The most remarkable thing about Yann Demange's directorial debut isn't that Roadside Attractions decided to dump it in the post-Oscars landfill. Nor is it that, just when you're sure you'd be fine to never see Unbroken's Jack O'Connell play a brutalized soldier again, you suddenly find yourself riveted by that very sight. The most remarkable thing about this urban thriller set against the backdrop of sectarian violence in Northern Ireland during the year of the title is how much watching it is like watching The Hurt Locker.
Some things never change, and, as '71 makes tragically clear, one of those things is war. Early in the film, armored vehicles roll into an occupied village and are confronted by a bloodthirsty mob. It could just as easily be an American convoy making its way down an unfriendly block in Baghdad. It just happens to be a British unit on a mission to interrogate troublemakers — insurgents, if you will — in a smoking, rubble-strewn corner of Belfast. Uniformed men rough up locals, the crowd charges the outnumbered force and, in the ensuing chaos, a lone soldier is accidentally left behind.

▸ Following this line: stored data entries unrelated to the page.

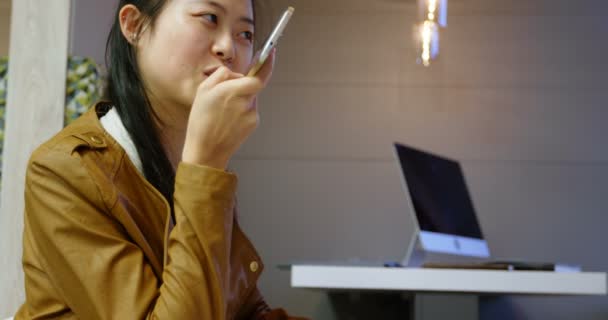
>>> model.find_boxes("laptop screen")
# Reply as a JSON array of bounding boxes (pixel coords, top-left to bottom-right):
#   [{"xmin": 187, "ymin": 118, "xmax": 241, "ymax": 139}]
[{"xmin": 395, "ymin": 143, "xmax": 484, "ymax": 240}]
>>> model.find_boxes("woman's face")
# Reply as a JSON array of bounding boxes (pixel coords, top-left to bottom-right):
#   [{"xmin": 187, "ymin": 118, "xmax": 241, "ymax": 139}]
[{"xmin": 136, "ymin": 0, "xmax": 255, "ymax": 111}]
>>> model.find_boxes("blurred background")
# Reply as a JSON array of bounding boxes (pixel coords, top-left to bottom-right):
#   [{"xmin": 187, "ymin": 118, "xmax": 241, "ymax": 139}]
[{"xmin": 1, "ymin": 0, "xmax": 608, "ymax": 319}]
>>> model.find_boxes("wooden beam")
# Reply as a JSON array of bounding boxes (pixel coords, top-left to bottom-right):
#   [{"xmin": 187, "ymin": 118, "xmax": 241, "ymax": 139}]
[{"xmin": 0, "ymin": 1, "xmax": 71, "ymax": 316}]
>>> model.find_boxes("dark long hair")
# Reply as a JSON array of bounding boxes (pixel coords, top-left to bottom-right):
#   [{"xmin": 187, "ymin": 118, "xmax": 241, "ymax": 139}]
[
  {"xmin": 104, "ymin": 0, "xmax": 258, "ymax": 210},
  {"xmin": 105, "ymin": 0, "xmax": 173, "ymax": 210}
]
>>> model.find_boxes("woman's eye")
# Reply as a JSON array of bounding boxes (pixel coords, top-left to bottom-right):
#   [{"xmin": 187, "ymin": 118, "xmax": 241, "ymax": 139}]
[
  {"xmin": 201, "ymin": 13, "xmax": 218, "ymax": 24},
  {"xmin": 240, "ymin": 31, "xmax": 254, "ymax": 42}
]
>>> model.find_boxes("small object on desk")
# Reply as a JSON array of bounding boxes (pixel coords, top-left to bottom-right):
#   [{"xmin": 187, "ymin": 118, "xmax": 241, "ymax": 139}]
[
  {"xmin": 423, "ymin": 262, "xmax": 513, "ymax": 270},
  {"xmin": 383, "ymin": 261, "xmax": 403, "ymax": 268},
  {"xmin": 422, "ymin": 261, "xmax": 582, "ymax": 272},
  {"xmin": 490, "ymin": 261, "xmax": 582, "ymax": 273}
]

This, you may recall, is a situation similar to one in which Jeremy Renner's ordinance specialist briefly found himself in Kathryn Bigelow's The Hurt Locker. Unfortunately for O'Connell's Gary Hook, the experience proves anything but brief. Throughout a night that threatens to stretch on forever, the badly beaten private attempts to find his way back to his base through a maze of unfamiliar neighborhoods while eluding IRA thugs determined to make sure he doesn't get out alive.
A historical note: The French-born filmmaker achieves something astounding in his handling of the factions vying for power during this period. A less gifted director would go hog-wild with exposition, differentiating the Irish Republican Army, the even more violent Provisional Irish Republican Army, the Ulster Defence Association, the Ulster Volunteer Force and the Royal Ulster Constabulary, to name a few. Demange lets the story speak for itself, with results that couldn't be less confusing.
As in The Hurt Locker, religion is at the root of the trouble. Instead of Muslims and infidels, we have Catholics and Protestants. Explosives play a pivotal role once again, and Hook befriends a local youth just as Renner's William James did. I could go on, but you get the idea: The resemblance between these wars on terror separated by nearly half a century is nothing short of stunning.
Though perhaps it shouldn't be, given that its suspense machine of a script is the work of award-winning Scottish playwright Gregory Burke. His best-known work, Black Watch, is based on interviews with members of a regiment that served in Iraq throughout 2004. Mark Boal, who wrote The Hurt Locker, was embedded as a journalist there that same year. Freaky, right?
In addition to having the Iraq War in its DNA, '71 has one edge-of-your-seat twist after another. It has convincing performances from some of Ireland and Britain's most talented character actors (seemingly half of whom appeared in last year's Calvary); a tension-heightening score by David Holmes; camerawork by Tat Radcliffe that transforms quaint hamlets into nightmare labyrinths; and, at its heart, a premise as minimal as it is electrifying — a man running for his life.
Why this prize-winning picture is opening now among cast-offs and long-shelved duds (Serena, anyone?) is beyond me. It's not likely to linger, however. If you're interested in catching the most powerful import of the season, you might want to do some running yourself.